In Glasgow an estimated 63 homeless people died in one year.

Of course, people who are homeless die, no-one is immortal, but the average age of death for those people was just 47, that’s 30 years earlier than the average life expectancy in Scotland.

And for most of their adult lives these people have been battling addiction.

Much of the blame is laid at the door of the city council for not housing people or getting them off the streets.

And while the council has, by its own admission, a long way to go to get homeless services right, it is too easy to simply point at the City Chambers and look no further.

The death total is the highest in the UK, not just by a little, but by a lot.

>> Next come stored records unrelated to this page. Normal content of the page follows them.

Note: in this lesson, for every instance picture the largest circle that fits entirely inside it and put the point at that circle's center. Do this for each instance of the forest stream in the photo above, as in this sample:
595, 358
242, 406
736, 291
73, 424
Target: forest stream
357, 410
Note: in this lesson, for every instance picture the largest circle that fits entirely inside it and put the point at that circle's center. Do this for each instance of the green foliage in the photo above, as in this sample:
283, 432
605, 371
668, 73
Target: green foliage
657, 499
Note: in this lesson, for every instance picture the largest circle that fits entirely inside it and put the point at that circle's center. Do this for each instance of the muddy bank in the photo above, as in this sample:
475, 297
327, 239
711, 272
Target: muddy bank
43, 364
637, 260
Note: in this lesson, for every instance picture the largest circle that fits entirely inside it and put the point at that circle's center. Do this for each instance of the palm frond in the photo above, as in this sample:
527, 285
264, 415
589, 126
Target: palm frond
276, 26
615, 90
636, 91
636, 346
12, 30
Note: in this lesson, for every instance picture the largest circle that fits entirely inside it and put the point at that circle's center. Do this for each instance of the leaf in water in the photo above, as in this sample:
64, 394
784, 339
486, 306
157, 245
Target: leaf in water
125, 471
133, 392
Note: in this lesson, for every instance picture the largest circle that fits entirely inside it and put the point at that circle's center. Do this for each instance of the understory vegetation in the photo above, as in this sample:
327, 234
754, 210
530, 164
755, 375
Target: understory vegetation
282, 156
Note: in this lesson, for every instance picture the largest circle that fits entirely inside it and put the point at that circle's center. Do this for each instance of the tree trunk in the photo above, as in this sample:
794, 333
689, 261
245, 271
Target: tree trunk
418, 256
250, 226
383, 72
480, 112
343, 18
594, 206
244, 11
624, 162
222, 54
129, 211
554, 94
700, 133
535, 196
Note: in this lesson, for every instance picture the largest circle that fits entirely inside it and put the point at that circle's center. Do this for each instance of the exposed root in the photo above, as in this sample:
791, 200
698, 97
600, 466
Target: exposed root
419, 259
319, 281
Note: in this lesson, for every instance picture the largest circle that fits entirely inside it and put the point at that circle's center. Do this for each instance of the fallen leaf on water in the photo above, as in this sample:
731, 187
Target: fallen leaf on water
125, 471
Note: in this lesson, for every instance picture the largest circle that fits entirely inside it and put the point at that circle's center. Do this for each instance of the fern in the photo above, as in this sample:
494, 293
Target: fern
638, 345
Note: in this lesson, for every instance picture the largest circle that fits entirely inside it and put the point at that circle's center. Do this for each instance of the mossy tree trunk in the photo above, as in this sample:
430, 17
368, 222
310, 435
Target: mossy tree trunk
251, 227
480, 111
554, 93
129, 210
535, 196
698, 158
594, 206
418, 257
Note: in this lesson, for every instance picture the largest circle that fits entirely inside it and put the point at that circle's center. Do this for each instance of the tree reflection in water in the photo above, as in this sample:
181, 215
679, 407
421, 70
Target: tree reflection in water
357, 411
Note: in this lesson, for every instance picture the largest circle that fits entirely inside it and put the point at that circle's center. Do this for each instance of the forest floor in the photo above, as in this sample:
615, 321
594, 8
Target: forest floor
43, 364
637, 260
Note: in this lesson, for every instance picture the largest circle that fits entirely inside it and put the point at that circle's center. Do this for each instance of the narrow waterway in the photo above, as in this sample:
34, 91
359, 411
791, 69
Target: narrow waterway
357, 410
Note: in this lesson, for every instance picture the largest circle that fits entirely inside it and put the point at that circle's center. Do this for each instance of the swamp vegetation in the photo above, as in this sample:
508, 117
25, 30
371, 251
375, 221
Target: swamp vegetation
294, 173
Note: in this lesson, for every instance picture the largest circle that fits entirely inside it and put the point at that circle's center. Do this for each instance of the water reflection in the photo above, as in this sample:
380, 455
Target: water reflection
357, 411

The death rate per million of the population in Scotland was 35.9. In England, which does not have its homelessness problems to seek, it was 16.8 and 14.5 in Wales.

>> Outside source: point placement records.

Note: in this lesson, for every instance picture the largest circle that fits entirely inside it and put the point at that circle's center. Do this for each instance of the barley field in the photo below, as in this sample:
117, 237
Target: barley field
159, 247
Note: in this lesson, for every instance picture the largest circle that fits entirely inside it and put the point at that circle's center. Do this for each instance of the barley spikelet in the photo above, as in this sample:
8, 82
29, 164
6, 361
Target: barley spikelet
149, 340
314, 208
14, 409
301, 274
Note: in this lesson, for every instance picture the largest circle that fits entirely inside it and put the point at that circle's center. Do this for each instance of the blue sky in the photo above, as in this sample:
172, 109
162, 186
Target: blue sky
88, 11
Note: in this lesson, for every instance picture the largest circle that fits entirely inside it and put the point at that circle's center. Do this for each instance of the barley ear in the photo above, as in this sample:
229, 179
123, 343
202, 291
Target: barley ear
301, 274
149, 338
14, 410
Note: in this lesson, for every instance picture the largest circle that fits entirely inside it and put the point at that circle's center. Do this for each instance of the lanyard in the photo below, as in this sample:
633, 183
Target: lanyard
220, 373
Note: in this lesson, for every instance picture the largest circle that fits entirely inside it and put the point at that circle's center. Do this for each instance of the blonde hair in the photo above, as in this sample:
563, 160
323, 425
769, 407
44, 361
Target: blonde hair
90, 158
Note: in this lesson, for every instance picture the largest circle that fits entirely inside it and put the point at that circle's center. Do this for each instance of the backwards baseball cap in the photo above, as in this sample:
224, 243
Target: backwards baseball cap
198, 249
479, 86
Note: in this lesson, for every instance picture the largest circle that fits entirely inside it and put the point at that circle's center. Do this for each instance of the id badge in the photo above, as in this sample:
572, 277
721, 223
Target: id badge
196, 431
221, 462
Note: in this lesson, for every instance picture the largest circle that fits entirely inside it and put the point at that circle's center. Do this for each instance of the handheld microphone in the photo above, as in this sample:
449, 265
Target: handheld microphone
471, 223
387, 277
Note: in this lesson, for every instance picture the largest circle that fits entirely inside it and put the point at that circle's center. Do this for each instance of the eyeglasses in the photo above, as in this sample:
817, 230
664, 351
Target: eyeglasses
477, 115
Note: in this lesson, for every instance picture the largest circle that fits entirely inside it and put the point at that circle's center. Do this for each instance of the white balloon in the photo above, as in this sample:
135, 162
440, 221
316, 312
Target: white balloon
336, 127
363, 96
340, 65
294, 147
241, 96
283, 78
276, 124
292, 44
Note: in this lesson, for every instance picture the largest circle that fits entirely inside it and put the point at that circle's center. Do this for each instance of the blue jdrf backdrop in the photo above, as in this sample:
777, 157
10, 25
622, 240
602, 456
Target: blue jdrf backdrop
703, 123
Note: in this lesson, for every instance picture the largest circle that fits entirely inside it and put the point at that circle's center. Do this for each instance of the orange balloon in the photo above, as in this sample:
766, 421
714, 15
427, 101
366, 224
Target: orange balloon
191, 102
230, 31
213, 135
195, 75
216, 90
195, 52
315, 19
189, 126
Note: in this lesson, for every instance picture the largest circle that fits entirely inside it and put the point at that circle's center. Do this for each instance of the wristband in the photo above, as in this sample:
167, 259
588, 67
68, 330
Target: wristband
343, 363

At First Minister Questions yesterday, Nicola Sturgeon was asked about the figures.

She said: “On the comparisons, the figures also showed an increase in other parts of the UK, and there has been a bigger increase in England and Wales than in Scotland, but the levels in Scotland are not acceptable.”

That was an embarrassing answer, when the Scottish rate is more than double that of England.

The First Minister also said the figures were linked to the drug death crisis.

Ms Sturgeon added: “In terms of the work that we are already doing, the ending homelessness together fund is important, as is the work that we are doing on drugs deaths.”

Scotland has the highest rate of drug deaths in the developed world. There is no effective action being taken, that is the problem, that is why it is rising to a rate of almost one death a day in Glasgow.

A drugs deaths task force has been set up a homelessness and rough sleeping task force has been set up and reported.

Yet Glasgow City Council has told the Government it got nowhere near enough money from the resulting fund to achieve its targets for ending rough sleeping and homelessness.

Last week SNP MSPs in Scottish Parliament rejected a call to invest £15m in rehab beds for recovery.

The Scottish Government and UK Government continue to argue about a Drug Consumption Room.

It would be welcome, but like the Heroin Assisted Treatment centre already opened in Glasgow, would treat only a small number of people.

The purpose of the former is to treat those for who all other treatments have been exhausted and have failed.

But not enough has been invested in all other forms of treatment. People are put on methadone and not given enough of a chance to escape the misery of addiction.

That leads to people on the streets.

On the day the death figures were released the Glasgow Winter Night Shelter, run by the City Mission and Lodging House Mission, was full for the fourth night in a row. That is 40 spaces and even there were many more still on the streets. Another group, that helps homeless people, said they met with 21 people on Tuesday night, sleeping rough.

Most of the people at the night shelter, but not necessarily all, have an addiction problem, either alcohol or drugs and often both.

The drug death crisis and the homelessness rough sleeping crisis that is all to evident on the streets of Glasgow are inextricably linked.

They both require attention and they both require investment far in excess of what has been provided in recent years but in recent years the budget for drug and alcohol services has been cut.

Instead of £15m for drug rehab in the budget yesterday, Kate Forbes, Public Finance Minister revealed an extra £12.7m for drug and alcohol services, heralded as a 59% increase.

What Ms Forbes didn’t say was over the last five years the budget had been cut by almost £50m.

Since budgets were cut and rehab beds reduced the deaths have increased. This cannot have gone unnoticed at the level of government where decisions are made and cash allocated but the only reasonable conclusion that can be reached is it has been ignored.